Central Business Name Index - Zefix

Swiss commerce register

The Federal Office of Justice maintains ZEFIX, the swiss commerce register for all legally operating businesses.

The register provides us with company name, type, description, and address.
ZEFIX is also available as Linked Data.

Setup

SPARQL endpoints

For companies data

Swiss commerce register data can be accessed with SPARQL queries.
You can send queries using HTTP requests. The API endpoint is https://lindas.admin.ch/query/.

For geodata

To understand companies' location, we will work with Swiss geodata. It can be accessed with GeoSPARQL under https://ld.geo.admin.ch/query.

SPARQL client

Let's use SparqlClient from graphly to communicate with both databases. Graphly will allow us to:

  • send SPARQL queries
  • automatically add prefixes to all queries
  • format response to pandas or geopandas
In [1]:
import json
import os.path

import folium
import mapclassify
import matplotlib as mpl
import matplotlib.pyplot as plt
import pandas as pd
import geopandas as gpd
import plotly.express as px
import plotly.graph_objects as go
from plotly.subplots import make_subplots

from graphly.api_client import SparqlClient

%matplotlib inline
In [2]:
# Uncomment to install dependencies in Colab environment
#!pip install mapclassify
#!pip install git+https://github.com/zazuko/graphly.git
In [3]:
sparql = SparqlClient("https://lindas.admin.ch/query")
geosparql = SparqlClient("https://ld.geo.admin.ch/query")

sparql.add_prefixes({
    "schema": "<http://schema.org/>",
    "admin": "<https://schema.ld.admin.ch/>"
})

geosparql.add_prefixes({
    "dct": "<http://purl.org/dc/terms/>",
    "geonames": "<http://www.geonames.org/ontology#>",
    "schema": "<http://schema.org/>",
    "geosparql": "<http://www.opengis.net/ont/geosparql#>",
})

SPARQL queries can become very long. To improve the readibility, we will work wih prefixes.

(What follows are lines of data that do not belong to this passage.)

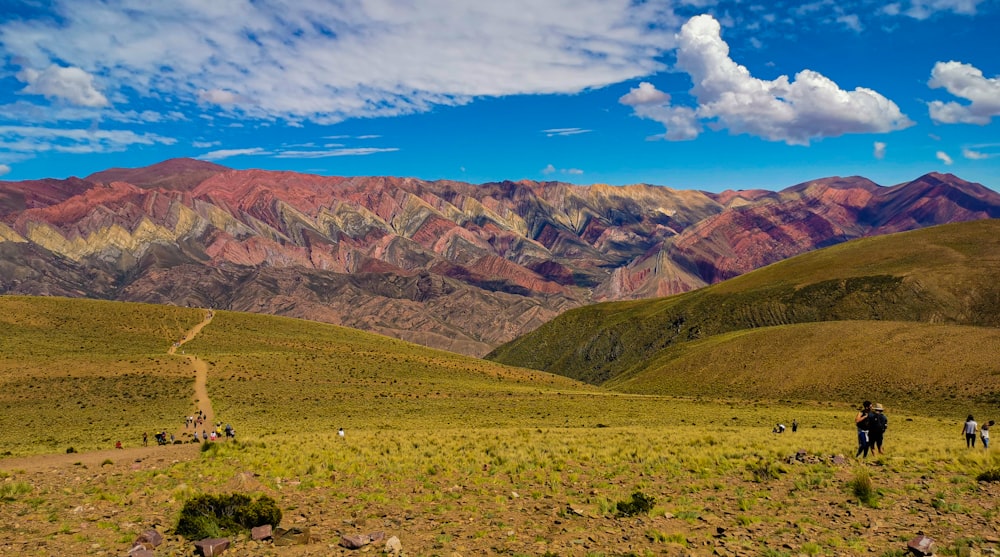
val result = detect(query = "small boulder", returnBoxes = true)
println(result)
[383,536,403,555]
[906,536,934,556]
[250,524,274,542]
[273,528,311,545]
[340,534,372,549]
[194,538,229,557]
[132,528,163,549]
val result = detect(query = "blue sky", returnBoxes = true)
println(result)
[0,0,1000,191]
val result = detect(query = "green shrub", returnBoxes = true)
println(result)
[615,491,656,516]
[175,493,281,540]
[847,468,878,508]
[976,468,1000,482]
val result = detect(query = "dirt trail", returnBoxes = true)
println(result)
[167,311,215,440]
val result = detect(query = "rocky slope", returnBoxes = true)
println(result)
[0,159,1000,355]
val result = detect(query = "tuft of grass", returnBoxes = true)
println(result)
[174,493,281,540]
[976,468,1000,482]
[847,467,878,509]
[615,491,656,516]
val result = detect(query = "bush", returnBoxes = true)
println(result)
[615,491,656,516]
[976,468,1000,482]
[175,493,281,540]
[847,468,878,508]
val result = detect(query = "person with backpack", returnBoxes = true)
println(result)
[854,400,872,458]
[962,414,979,449]
[868,404,889,455]
[979,420,993,450]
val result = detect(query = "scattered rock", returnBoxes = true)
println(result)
[383,536,403,555]
[250,524,274,542]
[340,534,372,549]
[132,528,163,549]
[194,538,229,557]
[273,528,311,545]
[906,536,934,555]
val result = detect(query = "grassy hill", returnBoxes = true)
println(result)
[487,220,1000,410]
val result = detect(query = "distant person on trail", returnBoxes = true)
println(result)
[854,400,872,458]
[868,404,889,455]
[962,414,979,449]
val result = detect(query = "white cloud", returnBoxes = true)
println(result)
[618,81,670,106]
[928,60,1000,126]
[198,147,271,161]
[274,147,399,159]
[542,164,583,176]
[198,89,242,104]
[874,141,885,160]
[15,64,110,107]
[542,128,593,137]
[896,0,986,19]
[0,0,680,123]
[619,15,913,145]
[837,14,864,33]
[0,126,177,155]
[962,147,996,161]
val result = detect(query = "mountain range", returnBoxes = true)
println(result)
[0,159,1000,356]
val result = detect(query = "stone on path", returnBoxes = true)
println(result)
[906,536,934,555]
[250,524,273,542]
[132,528,163,549]
[194,538,229,557]
[383,536,403,555]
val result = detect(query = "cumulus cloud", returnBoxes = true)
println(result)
[274,147,399,159]
[542,164,583,176]
[882,0,986,19]
[0,126,177,155]
[542,128,593,137]
[198,147,271,161]
[17,64,110,107]
[874,141,885,160]
[0,0,680,123]
[928,60,1000,126]
[619,15,913,145]
[962,147,994,161]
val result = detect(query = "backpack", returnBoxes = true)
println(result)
[868,412,889,433]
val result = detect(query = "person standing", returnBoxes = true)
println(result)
[962,414,979,449]
[979,420,993,450]
[854,400,872,458]
[868,404,889,455]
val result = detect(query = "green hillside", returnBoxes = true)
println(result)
[487,220,1000,406]
[0,296,627,454]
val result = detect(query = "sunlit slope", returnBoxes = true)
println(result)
[0,296,606,454]
[605,321,1000,414]
[487,220,1000,384]
[0,296,204,453]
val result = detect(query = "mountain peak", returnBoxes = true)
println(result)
[86,158,231,190]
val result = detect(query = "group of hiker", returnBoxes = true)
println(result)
[854,400,889,458]
[962,414,994,449]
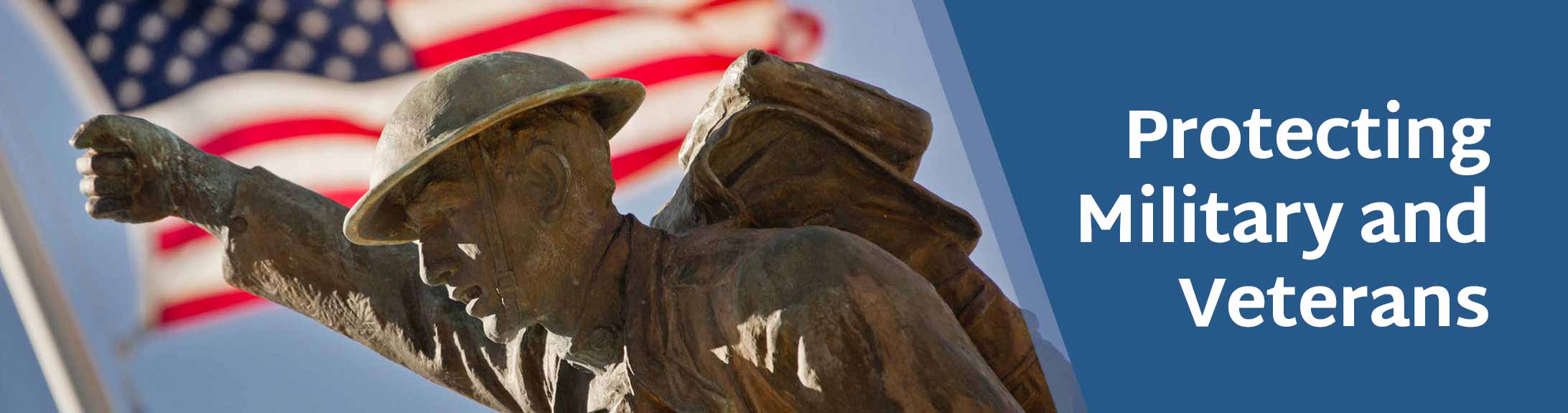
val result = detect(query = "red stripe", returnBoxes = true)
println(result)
[607,55,735,87]
[414,8,624,68]
[159,289,265,327]
[197,118,381,155]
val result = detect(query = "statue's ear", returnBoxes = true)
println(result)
[523,144,572,225]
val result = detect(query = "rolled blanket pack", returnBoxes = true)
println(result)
[654,50,1055,412]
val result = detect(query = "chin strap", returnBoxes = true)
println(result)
[469,141,521,315]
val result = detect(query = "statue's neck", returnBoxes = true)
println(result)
[563,215,663,371]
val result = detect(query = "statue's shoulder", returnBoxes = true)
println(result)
[674,226,928,308]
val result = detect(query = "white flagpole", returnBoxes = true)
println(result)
[0,152,113,412]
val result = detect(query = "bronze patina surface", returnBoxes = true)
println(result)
[72,50,1055,412]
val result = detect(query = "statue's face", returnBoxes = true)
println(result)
[404,110,613,343]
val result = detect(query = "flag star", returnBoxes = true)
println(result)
[180,27,207,57]
[160,0,185,19]
[256,0,289,24]
[355,0,381,24]
[88,32,114,62]
[114,78,143,107]
[139,14,169,42]
[325,57,355,82]
[55,0,82,19]
[99,3,126,32]
[223,45,251,73]
[240,22,273,52]
[337,25,370,57]
[163,57,196,86]
[299,9,331,40]
[126,42,152,74]
[282,40,315,69]
[201,8,233,34]
[381,42,408,73]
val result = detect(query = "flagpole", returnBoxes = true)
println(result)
[0,151,113,412]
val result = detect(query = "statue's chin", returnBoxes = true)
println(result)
[480,314,522,344]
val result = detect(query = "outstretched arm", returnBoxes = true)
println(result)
[72,115,549,412]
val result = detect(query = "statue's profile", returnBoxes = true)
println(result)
[72,50,1055,412]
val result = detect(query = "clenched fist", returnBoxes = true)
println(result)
[70,115,243,223]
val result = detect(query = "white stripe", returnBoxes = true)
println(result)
[144,237,232,306]
[391,0,724,49]
[129,73,424,144]
[610,73,723,154]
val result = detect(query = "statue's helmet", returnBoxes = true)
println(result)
[343,52,645,245]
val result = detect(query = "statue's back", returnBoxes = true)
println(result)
[654,50,1055,412]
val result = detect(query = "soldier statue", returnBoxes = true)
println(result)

Using the add_prefixes method, we can define persistent prefixes. Every time you send a query, graphly will now automatically add the prefixes for you.

Companies by company type

Swiss law offers many opportnities to business owners. They can choose from several legal entites. What entities can we find in ZEFIX? Which ones are the most popular among enterpreneurs?

In [4]:
query = """
SELECT ?type (COUNT(DISTINCT ?company_iri) AS ?ccount)
WHERE {
    ?company_iri a admin:ZefixOrganisation.
    ?company_iri schema:additionalType/schema:name ?type .
  
  FILTER(LANG(?type) = "de")
}
GROUP BY ?type
ORDER BY DESC(?ccount)
"""

df = sparql.send_query(query)
In [5]:
# Let's rename variables to english

de2en = {'Kommanditgesellschaft': "Limited Partnership",
         'Ausländische Niederlassung im Handelsregister eingetragen': "Foreign Branch",
         'Genossenschaft': "Cooperative",
         'Verein': "Association",
         'Kollektivgesellschaft': "General Partnership",
         'Schweizerische Zweigniederlassung im Handelsregister eingetragen': "Swiss Branch",
         'Stiftung': "Foundation",
         'Einzelunternehmen': "Sole proprietorship",
         'Aktiengesellschaft': "Joint-stock Company",
         'Gesellschaft mit beschränkter Haftung GMBH / SARL': "Limited Liability Company"}

df["type"] = df["type"].apply(lambda x: de2en[x] if x in de2en else x)
In [6]:
fig = px.bar(df[df.ccount > 500], y="type", x="ccount", orientation = "h", labels={"type": "", "ccount": "Company Count"})
fig.update_layout(
    title='Which company type is most popular?', 
    title_x=0.5,
)
fig.update_layout(bargap=0.40)
fig.show()

Companies by municipality

The economic activity varies significantly across regions. What are the most popular places to register a company?

In [7]:
query = """
SELECT ?municipality ?muni_id (COUNT(?sub) AS ?companies)
FROM <https://lindas.admin.ch/foj/zefix>
FROM <https://lindas.admin.ch/territorial>
WHERE {
	?sub a admin:ZefixOrganisation ;
      admin:municipality ?muni_id.
    ?muni_id schema:name ?municipality;
} 
GROUP BY ?municipality ?muni_id
ORDER BY DESC(?companies)
"""

df = sparql.send_query(query)
In [8]:
# Communes
query = """    
SELECT ?muni_id ?population ?boundary 

WHERE {
  ?muni_iri dct:hasVersion ?version ;
            geonames:featureCode geonames:A.ADM3 .
  
  ?version schema:validUntil "2020-12-31"^^<http://www.w3.org/2001/XMLSchema#date>;
           geonames:population ?population;
           geosparql:hasGeometry/geosparql:asWKT ?boundary.
  
  BIND(IRI(REPLACE(STR(?muni_iri), "https://ld.geo.admin.ch/boundaries/", "https://ld.admin.ch/")) AS ?muni_id)
}
"""
communes = geosparql.send_query(query)
communes = communes.set_crs(epsg=4326)
communes["center"] = communes.to_crs(epsg=3035).centroid.to_crs(epsg=4326)
In [9]:
join = pd.merge(communes, df, how="inner", on="muni_id")
join.sort_values(by="companies", ascending=False, inplace=True)
join = join.reset_index(drop=True)
join[["municipality", "companies"]]
Out[9]:
municipality companies
0 Zürich 45015
1 Genève 29387
2 Zug 17080
3 Basel 16102
4 Lugano 13679
... ... ...
2133 Seehof 2
2134 Rongellen 2
2135 Bister 1
2136 Schelten 1
2137 Rebévelier 1

2138 rows × 2 columns

The most popular places are the biggest cities.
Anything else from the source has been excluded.